Gli studiosi hanno individuato 10 generi di batteri comuni non solo agli ominidi inclusi (Homo sapiens e neanderthalensis, gorilla e scimpanzé) ma anche alle scimmie urlatrici. Questa parte del microbioma, quindi, sarebbe presente da almeno 40 milioni di anni, periodo in cui si suppone che gli antenati delle scimmie urlatrici abbiano colonizzato il Sudamerica separandosi dai nostri antenati africani (portando alla distinzione tra scimmie del Nuovo Mondo e scimmie del Vecchio Mondo, ovvero Platyrrhini e Catarrhini). All’infuori di questi 10 generi, tuttavia, gli studiosi hanno trovato grandi differenze tra i microbiomi del genere Homo e quelli dei primati non umani.
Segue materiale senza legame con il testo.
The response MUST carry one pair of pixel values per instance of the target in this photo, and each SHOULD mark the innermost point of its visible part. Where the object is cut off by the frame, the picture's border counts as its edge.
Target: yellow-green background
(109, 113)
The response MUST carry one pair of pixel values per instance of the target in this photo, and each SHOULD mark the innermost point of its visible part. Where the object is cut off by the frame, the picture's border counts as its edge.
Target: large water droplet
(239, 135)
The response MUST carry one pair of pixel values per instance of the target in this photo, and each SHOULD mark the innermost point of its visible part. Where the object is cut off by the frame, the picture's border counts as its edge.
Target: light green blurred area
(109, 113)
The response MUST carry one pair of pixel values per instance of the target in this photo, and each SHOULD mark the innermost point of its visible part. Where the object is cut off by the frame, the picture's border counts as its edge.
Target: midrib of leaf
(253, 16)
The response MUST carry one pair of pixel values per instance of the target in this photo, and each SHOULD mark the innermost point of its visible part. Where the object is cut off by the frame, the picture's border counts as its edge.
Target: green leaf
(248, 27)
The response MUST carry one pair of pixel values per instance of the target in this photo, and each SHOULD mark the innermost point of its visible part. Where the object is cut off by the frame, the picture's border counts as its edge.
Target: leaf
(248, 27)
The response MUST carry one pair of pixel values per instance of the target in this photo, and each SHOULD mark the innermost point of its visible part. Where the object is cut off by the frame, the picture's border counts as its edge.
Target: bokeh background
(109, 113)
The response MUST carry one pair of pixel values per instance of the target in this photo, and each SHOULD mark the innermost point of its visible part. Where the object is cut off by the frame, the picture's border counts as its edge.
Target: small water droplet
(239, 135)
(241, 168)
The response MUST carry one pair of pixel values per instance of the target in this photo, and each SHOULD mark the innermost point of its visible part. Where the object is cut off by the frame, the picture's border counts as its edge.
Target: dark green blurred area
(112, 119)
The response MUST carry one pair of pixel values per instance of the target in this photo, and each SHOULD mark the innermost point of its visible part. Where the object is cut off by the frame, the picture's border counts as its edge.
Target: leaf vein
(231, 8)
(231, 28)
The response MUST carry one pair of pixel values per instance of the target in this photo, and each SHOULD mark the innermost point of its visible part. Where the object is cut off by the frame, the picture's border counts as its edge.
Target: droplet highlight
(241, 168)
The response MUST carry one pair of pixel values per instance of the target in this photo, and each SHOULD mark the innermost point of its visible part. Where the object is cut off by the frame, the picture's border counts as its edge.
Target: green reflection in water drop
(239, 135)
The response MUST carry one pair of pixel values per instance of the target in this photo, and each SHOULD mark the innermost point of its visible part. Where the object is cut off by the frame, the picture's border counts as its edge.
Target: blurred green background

Il discorso cambia se parliamo dei Neanderthal. I loro microbiomi orali erano molto simili ai nostri. Dal momento che la flora orale si acquisisce soprattutto dai genitori, è del tutto sensato collegare questa somiglianza agli incroci che sappiamo essere avvenuti tra le nostre specie. Soprattutto, in entrambe sono stati trovati molti geni batterici legati all’elaborazione dei carboidrati, cosa che distingue nettamente gli Homo dai primati non umani; la gran parte deriva da specie di Streptococcus capaci di sfruttare per la propria nutrizione l’amido ingerito dall’ospite. Secondo Fellows Yates e colleghi, tali popolazioni streptococciche si sarebbero evolute con l’aumento di cibi ricchi di amido nella dieta degli Homo. Visto che anche i Neanderthal ne portano le tracce, è possibile che l’amido sia arrivato nell’alimentazione umana sorprendentemente presto; è importante perché potrebbe aver fornito l’energia necessaria all’evoluzione di cervelli sempre più grandi.

Il microbiota orale è coinvolto nella patogenesi di carie, parodontite e infiammazioni a distanza; eppure, molti aspetti che lo riguardano sono ancora sconosciuti. A conferma di questo, gli autori sottolineano nello studio che diversi membri del microbioma di Homo non hanno ancora un nome di specie, e a tre manca anche la designazione di genere. Questo lavoro ci dà nuovi, importanti indizi sulla nostra storia evolutiva, e su quella degli “animaletti” che portiamo con noi.

Riferimenti: Fellows Yates, James A., et al. “The evolution and changing ecology of the African hominid oral microbiome.” Proceedings of the National Academy of Sciences, vol. 118, no. 20, 18 May. 2021, p. e2021655118, doi:10.1073/pnas.2021655118.